"That I may publish with the voice of thanksgiving, and tell of all thy wondrous works."
Language is an important part of culture. As the theory of evolution was being developed, evolutionists were quite successful in convincing people that language, education and culture separated humans, whom they described as animals, from other animals. After all, they reasoned, we are evolutionarily much more advanced than animals, and that's why we have language and traditions.
We know from the Bible's description of humans and animals that evolutionists are wrong on all counts. Additional support for this comes as naturalists learn that animals not only have language but also have a learned culture, which they teach to the next generation.

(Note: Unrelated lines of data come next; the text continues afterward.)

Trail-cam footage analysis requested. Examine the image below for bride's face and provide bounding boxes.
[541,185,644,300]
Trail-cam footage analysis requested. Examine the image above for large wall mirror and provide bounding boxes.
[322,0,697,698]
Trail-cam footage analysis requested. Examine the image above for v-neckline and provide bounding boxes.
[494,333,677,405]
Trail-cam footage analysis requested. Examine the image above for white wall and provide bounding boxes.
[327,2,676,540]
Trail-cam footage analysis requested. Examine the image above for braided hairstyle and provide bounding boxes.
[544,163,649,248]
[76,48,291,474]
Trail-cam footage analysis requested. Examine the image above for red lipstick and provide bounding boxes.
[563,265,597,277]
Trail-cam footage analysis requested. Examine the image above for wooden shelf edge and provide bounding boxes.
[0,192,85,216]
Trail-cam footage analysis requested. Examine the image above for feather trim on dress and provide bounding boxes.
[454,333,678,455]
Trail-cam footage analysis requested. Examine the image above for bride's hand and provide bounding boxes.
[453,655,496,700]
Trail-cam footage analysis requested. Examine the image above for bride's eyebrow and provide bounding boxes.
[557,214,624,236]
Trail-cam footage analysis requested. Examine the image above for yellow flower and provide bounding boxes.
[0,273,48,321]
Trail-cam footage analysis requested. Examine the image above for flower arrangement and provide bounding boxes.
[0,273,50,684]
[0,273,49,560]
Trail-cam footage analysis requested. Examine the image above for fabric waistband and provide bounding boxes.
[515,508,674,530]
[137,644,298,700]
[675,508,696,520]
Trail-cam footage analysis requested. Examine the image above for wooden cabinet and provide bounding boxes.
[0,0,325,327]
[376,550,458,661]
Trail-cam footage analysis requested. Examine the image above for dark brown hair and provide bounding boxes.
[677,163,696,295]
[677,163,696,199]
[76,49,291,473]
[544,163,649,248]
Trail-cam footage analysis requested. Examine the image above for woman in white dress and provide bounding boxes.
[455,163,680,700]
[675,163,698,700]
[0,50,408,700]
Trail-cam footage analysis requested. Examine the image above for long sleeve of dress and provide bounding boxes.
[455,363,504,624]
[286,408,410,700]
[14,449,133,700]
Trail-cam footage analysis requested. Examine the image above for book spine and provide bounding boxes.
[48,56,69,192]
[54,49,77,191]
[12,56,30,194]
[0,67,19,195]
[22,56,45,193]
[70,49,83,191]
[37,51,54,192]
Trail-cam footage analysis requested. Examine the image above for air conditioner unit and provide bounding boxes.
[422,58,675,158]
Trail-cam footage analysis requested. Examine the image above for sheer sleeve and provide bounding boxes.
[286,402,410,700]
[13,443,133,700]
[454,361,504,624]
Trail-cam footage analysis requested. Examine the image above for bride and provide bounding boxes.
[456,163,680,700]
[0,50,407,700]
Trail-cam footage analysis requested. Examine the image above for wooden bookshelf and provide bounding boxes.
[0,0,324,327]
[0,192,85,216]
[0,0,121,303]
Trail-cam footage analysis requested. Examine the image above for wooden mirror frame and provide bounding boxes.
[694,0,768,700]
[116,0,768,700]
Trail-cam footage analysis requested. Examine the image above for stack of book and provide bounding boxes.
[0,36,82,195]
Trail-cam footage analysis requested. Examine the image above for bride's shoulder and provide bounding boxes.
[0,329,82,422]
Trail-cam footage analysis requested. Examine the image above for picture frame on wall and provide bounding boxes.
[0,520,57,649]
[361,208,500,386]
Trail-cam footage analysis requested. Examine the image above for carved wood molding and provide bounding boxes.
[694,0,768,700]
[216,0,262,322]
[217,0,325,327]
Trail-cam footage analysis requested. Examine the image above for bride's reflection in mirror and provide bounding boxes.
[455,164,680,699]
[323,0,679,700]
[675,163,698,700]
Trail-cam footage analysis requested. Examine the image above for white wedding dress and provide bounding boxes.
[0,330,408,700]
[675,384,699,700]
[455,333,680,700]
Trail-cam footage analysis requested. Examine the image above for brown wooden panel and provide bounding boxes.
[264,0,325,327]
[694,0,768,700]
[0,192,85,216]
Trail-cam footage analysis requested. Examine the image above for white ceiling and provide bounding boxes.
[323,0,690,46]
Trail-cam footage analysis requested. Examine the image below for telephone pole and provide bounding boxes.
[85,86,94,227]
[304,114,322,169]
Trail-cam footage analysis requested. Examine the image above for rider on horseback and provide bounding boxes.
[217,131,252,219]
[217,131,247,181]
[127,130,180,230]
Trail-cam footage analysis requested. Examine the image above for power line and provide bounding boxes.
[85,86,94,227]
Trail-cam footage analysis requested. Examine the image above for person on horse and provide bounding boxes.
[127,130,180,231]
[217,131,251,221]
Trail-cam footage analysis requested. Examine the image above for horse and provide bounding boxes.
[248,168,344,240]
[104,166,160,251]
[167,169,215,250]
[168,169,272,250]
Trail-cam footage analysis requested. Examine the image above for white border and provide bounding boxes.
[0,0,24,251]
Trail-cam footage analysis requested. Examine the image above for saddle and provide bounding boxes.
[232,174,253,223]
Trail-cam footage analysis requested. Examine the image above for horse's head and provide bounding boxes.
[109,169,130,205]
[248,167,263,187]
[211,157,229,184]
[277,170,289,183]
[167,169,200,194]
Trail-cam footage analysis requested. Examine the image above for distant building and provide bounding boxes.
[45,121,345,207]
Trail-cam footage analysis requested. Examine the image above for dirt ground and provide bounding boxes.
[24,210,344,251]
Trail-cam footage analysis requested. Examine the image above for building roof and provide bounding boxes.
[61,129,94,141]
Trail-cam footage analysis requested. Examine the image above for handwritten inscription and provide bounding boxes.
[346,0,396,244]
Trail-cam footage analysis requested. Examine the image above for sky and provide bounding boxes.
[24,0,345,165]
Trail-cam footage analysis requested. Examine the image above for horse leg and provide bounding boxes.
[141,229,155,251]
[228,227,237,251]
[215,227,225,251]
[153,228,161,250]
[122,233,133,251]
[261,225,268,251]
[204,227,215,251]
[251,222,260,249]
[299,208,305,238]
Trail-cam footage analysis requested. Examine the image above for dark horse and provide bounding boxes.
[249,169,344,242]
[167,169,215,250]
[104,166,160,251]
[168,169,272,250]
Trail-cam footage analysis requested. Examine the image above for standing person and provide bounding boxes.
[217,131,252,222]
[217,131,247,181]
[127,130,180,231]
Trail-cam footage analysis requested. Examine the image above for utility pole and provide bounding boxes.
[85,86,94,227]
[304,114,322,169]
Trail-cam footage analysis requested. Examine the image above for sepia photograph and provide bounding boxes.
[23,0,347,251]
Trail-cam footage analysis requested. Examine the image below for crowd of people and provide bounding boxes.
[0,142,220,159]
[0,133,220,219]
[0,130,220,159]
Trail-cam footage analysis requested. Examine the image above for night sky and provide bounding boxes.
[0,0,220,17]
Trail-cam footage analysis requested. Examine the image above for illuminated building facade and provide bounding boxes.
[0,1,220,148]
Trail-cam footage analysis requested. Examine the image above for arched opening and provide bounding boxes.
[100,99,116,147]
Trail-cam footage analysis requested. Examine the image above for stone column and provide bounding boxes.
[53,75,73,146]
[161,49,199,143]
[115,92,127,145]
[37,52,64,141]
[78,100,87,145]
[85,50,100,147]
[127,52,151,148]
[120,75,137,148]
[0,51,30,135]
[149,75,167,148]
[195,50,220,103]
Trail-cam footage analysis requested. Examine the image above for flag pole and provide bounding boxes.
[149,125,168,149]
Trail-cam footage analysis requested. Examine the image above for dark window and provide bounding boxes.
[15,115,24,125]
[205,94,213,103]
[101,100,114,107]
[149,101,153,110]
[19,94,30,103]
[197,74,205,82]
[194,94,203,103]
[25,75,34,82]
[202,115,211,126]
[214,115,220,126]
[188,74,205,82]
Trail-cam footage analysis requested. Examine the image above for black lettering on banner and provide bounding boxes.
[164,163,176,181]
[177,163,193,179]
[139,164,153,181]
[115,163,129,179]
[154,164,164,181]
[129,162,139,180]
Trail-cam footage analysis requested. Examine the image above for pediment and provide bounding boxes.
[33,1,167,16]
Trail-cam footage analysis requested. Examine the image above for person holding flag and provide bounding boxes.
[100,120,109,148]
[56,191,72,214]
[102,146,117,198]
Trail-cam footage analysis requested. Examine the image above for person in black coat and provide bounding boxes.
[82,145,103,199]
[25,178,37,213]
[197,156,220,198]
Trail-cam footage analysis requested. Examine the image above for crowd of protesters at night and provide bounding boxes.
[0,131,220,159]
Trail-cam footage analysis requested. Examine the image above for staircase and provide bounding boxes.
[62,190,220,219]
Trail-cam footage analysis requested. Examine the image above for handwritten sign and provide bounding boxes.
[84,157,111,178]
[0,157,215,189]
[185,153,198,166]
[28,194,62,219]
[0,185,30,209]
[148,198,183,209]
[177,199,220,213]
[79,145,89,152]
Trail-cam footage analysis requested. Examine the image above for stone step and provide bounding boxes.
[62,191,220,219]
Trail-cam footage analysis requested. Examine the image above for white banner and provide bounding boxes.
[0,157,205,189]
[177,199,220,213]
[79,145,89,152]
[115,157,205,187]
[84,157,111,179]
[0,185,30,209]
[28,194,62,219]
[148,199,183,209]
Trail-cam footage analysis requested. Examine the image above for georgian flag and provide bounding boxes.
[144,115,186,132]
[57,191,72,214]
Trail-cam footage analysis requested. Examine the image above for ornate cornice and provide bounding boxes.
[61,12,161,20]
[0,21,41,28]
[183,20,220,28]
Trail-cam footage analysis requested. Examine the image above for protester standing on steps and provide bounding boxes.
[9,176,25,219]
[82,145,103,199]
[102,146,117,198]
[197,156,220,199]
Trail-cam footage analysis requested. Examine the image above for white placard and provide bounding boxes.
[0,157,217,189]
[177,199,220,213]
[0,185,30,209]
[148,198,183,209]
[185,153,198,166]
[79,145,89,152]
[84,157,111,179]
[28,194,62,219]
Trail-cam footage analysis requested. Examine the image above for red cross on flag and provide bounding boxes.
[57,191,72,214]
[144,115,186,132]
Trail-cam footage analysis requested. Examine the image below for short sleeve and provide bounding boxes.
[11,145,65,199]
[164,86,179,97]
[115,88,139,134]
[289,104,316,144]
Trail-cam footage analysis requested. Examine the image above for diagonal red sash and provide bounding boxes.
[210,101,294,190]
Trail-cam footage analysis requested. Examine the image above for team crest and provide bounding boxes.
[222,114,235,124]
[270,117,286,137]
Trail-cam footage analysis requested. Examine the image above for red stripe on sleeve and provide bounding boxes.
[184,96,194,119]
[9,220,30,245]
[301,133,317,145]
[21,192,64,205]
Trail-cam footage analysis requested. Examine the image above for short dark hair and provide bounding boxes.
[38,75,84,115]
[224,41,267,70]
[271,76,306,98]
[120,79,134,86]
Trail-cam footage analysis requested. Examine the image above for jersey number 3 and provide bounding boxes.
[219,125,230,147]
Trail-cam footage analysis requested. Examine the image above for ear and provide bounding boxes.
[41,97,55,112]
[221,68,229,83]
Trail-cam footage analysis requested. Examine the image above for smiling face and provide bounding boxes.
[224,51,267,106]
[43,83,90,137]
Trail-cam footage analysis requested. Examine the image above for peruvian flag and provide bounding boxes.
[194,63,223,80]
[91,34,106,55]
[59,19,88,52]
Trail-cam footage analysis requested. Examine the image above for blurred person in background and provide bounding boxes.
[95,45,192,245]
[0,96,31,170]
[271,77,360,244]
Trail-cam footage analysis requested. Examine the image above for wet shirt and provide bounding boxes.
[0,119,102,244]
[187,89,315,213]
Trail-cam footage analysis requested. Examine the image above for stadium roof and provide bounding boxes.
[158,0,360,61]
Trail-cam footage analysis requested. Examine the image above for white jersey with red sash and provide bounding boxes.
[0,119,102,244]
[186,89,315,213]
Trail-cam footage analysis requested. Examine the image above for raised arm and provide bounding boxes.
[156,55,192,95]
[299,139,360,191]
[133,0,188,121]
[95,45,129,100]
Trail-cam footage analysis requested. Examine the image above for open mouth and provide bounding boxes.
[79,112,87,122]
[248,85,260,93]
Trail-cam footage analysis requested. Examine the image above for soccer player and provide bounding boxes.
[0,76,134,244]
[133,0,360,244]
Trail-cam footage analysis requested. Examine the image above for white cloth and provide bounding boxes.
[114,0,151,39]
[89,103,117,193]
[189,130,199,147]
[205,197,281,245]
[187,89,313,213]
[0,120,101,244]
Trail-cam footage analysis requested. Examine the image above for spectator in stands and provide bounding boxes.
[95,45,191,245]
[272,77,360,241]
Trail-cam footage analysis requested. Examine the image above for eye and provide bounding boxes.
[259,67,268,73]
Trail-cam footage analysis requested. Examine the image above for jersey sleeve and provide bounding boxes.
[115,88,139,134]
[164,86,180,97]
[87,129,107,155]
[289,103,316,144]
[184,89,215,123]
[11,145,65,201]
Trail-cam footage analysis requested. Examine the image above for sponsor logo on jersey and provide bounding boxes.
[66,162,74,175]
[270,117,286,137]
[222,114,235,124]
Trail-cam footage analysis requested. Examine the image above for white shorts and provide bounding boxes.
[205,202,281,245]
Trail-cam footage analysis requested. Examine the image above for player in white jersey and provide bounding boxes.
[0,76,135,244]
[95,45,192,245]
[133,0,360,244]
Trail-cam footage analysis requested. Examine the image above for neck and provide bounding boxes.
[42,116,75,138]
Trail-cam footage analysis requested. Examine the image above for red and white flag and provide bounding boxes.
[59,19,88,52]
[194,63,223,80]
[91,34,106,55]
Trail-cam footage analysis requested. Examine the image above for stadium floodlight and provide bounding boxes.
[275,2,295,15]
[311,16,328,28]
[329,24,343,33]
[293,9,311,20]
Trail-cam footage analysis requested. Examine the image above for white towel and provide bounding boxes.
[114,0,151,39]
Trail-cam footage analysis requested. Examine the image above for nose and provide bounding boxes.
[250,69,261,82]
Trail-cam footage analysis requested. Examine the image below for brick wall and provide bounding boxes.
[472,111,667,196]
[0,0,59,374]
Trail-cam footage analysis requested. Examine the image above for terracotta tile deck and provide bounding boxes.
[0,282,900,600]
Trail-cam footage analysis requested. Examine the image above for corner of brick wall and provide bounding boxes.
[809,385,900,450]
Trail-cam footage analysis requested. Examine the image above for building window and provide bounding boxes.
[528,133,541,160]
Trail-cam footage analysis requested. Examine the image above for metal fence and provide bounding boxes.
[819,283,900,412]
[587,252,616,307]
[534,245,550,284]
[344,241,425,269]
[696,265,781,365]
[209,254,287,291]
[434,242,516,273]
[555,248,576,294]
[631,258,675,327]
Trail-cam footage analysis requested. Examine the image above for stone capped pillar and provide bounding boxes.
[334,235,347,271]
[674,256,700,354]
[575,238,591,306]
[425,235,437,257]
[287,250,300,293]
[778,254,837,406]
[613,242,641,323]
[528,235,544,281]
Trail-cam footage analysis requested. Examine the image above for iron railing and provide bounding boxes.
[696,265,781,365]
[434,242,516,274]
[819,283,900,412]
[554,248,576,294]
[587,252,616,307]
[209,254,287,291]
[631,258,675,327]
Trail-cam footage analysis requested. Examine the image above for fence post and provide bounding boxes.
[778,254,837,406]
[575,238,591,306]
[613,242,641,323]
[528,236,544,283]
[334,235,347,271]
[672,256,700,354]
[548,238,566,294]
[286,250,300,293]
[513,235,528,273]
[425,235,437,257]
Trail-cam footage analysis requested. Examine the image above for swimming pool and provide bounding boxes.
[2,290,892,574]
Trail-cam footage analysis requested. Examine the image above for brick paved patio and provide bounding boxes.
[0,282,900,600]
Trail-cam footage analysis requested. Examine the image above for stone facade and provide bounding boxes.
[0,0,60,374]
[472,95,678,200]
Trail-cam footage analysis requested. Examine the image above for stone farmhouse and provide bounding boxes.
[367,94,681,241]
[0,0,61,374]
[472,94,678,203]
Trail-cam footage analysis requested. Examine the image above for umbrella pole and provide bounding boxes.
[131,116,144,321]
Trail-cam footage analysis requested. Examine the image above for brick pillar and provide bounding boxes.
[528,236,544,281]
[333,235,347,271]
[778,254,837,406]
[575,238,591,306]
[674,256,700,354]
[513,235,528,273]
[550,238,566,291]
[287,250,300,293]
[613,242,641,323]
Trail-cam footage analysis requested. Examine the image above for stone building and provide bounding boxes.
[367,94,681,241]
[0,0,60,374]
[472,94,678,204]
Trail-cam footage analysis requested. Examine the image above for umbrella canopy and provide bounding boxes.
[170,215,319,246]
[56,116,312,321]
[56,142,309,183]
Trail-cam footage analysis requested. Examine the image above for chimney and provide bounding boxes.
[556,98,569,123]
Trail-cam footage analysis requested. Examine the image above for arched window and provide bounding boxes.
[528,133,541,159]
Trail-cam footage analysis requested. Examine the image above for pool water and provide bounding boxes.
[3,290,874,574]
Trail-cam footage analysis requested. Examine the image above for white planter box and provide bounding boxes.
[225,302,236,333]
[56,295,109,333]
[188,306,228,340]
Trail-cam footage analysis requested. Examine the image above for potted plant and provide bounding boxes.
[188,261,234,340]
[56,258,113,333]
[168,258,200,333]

A study of white crowned sparrows in the San Francisco Bay area shows that the sparrows' songs from one area to another are very much alike, but they have different dialects. Sparrows from opposite ends of the same town may even have variations in their songs. Researchers have found that young sparrows experiment with a variety of sounds – just as human babies babble. But they learn their song in the dialect of the adults around them. Likewise, each dialect group has its own unique variations on the mating ritual, to which only birds from the same dialect group respond. Dozens of birds are known to have dialects.
We now know that many birds learn their language from their parents and culture, just as do human infants. Language and culture are clearly not the result of our evolutionary progress but the gift of our Creator!
Notes: Gould, Carol Grant, 1983, "Out of the mouths of beasts." Science 83, April, p. 69.